Each line then ends with a single `[metric]`, i.e. the sampling time measured in
microseconds.

> **NOTE** This was changed in Austin 3. In previous version, the alternative
> format used to be the default one.

## Binary Mode

The output generated by Austin by default can be quickly visualised by some
existing tools without further processing. However, this comes at the cost of
potentially big raw output files. The binary mode can be used to produce a more
compact binary representation of the collected data, and more efficiently, by
exploiting the performance enhancement of internal caching of frame data.

The `mojo2austin` CLI tool that comes with the [`austin-python`] Python package
can be used to convert a MOJO file back to the standard Austin output. Be aware
that the resulting file might be quite large, well over 4 times the size of the
MOJO file itself.

More details about the [MOJO] binary format can be found in the [Wiki].

*Since Austin 3.4.0*.

## Column-level Location Information

Since Python 3.11, code objects carry finer-grained location information at the
column level.

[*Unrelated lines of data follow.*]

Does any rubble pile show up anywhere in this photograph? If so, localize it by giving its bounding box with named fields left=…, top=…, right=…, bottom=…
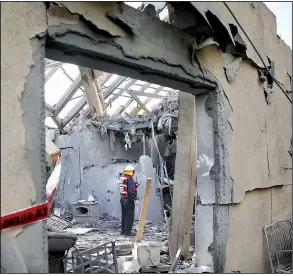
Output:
left=72, top=220, right=168, bottom=249
left=87, top=91, right=179, bottom=150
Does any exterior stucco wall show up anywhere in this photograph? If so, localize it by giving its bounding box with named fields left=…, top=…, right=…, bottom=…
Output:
left=197, top=3, right=292, bottom=273
left=1, top=2, right=292, bottom=272
left=1, top=2, right=47, bottom=273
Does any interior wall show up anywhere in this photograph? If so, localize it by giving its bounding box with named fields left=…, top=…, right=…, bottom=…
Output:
left=55, top=127, right=163, bottom=221
left=1, top=2, right=292, bottom=272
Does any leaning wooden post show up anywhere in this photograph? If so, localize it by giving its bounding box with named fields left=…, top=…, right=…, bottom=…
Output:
left=136, top=178, right=152, bottom=242
left=170, top=92, right=196, bottom=259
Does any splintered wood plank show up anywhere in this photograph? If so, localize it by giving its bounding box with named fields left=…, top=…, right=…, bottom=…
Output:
left=136, top=178, right=152, bottom=242
left=170, top=92, right=196, bottom=259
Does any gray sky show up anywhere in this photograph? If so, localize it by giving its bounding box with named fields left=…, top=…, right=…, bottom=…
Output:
left=45, top=2, right=292, bottom=127
left=264, top=2, right=292, bottom=49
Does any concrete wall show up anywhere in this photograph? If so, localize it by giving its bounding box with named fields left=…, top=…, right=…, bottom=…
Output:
left=55, top=127, right=163, bottom=221
left=198, top=3, right=292, bottom=273
left=1, top=2, right=47, bottom=273
left=1, top=2, right=292, bottom=272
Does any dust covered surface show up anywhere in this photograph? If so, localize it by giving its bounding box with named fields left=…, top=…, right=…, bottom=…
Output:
left=72, top=220, right=168, bottom=249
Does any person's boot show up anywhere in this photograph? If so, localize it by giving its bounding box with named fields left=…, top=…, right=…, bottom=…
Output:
left=125, top=232, right=136, bottom=237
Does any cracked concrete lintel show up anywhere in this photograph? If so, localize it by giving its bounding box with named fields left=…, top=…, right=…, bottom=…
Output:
left=47, top=4, right=79, bottom=26
left=47, top=2, right=215, bottom=93
left=56, top=2, right=127, bottom=37
left=191, top=2, right=235, bottom=45
left=222, top=53, right=242, bottom=82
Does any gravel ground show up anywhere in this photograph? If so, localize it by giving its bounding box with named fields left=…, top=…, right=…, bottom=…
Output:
left=72, top=221, right=168, bottom=249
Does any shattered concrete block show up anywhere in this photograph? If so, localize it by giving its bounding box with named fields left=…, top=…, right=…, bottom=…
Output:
left=122, top=259, right=141, bottom=273
left=222, top=53, right=242, bottom=82
left=133, top=242, right=161, bottom=267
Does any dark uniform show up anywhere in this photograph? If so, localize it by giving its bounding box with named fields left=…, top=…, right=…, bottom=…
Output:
left=119, top=175, right=138, bottom=235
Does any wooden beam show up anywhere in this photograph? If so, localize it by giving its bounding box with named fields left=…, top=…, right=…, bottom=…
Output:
left=45, top=61, right=62, bottom=70
left=127, top=90, right=164, bottom=99
left=54, top=75, right=83, bottom=116
left=62, top=96, right=87, bottom=127
left=115, top=83, right=151, bottom=114
left=136, top=178, right=152, bottom=242
left=170, top=92, right=197, bottom=259
left=45, top=103, right=55, bottom=114
left=78, top=66, right=104, bottom=119
left=128, top=92, right=149, bottom=113
left=45, top=65, right=60, bottom=83
left=91, top=70, right=108, bottom=113
left=130, top=86, right=164, bottom=115
left=46, top=136, right=60, bottom=165
left=51, top=116, right=64, bottom=134
left=103, top=77, right=127, bottom=99
left=107, top=80, right=136, bottom=107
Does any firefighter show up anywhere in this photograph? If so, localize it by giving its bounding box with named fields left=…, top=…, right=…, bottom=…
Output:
left=119, top=165, right=139, bottom=236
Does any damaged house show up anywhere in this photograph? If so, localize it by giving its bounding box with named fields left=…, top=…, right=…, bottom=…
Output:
left=1, top=2, right=292, bottom=273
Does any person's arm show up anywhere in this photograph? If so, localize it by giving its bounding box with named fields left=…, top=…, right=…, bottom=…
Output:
left=127, top=178, right=137, bottom=200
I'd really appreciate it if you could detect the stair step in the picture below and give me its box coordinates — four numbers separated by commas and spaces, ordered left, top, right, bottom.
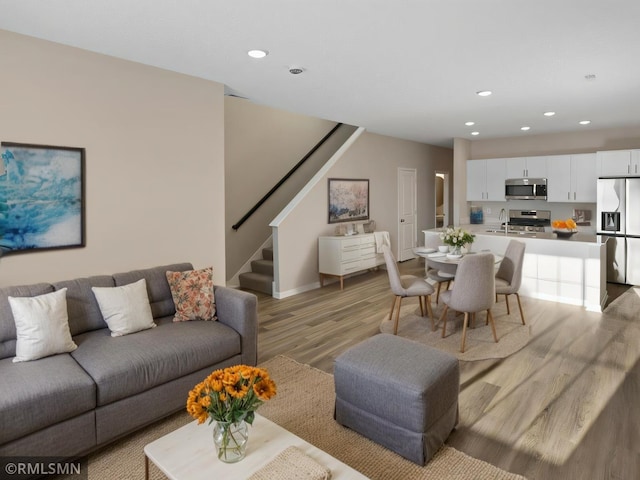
239, 272, 273, 295
251, 260, 273, 277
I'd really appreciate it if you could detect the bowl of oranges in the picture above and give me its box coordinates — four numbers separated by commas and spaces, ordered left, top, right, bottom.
551, 218, 578, 238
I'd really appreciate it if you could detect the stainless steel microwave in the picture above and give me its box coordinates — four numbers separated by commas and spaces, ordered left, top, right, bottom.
504, 178, 547, 200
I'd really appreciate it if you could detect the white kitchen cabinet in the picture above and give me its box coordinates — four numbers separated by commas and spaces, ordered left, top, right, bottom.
571, 153, 598, 203
505, 157, 547, 178
547, 153, 598, 203
467, 158, 506, 202
597, 150, 640, 177
318, 233, 384, 290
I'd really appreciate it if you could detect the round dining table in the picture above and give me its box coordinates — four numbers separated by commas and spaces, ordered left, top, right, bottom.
414, 248, 503, 277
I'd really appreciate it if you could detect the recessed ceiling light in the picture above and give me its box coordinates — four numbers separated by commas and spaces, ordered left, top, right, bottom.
247, 50, 269, 58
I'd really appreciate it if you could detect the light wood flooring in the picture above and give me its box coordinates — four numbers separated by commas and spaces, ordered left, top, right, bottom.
249, 259, 640, 480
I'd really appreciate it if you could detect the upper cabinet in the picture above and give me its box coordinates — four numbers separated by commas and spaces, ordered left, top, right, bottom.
467, 158, 506, 202
467, 150, 596, 203
597, 150, 640, 177
546, 153, 598, 203
505, 157, 547, 178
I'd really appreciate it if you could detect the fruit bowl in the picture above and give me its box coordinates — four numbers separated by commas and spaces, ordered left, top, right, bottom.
553, 228, 578, 238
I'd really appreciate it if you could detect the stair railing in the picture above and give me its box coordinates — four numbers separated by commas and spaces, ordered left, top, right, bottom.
231, 123, 342, 230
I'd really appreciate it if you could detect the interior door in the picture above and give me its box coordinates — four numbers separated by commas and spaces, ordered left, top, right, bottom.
397, 168, 418, 262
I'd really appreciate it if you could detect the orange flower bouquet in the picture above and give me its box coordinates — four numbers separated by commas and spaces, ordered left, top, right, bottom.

When using the binary MOJO format, Austin can extract this extra
location information when profiling code running with versions of the
interpreter that expose this data.

*Since Austin 3.5.0*.

## Memory and Full Metrics

When profiling in memory mode with the `-m` or `--memory` switch, the metric
value at the end of each line is the memory delta between samples, measured in
bytes. In full mode (`-f` or `--full` switches), each sample ends with a
comma-separated list of three values: the time delta, the idle state (1 for
idle, 0 otherwise) and the RSS memory delta (positive for memory allocations,
negative for deallocations). This way it is possible to estimate wall-clock
time, CPU time and memory pressure, all from a single run.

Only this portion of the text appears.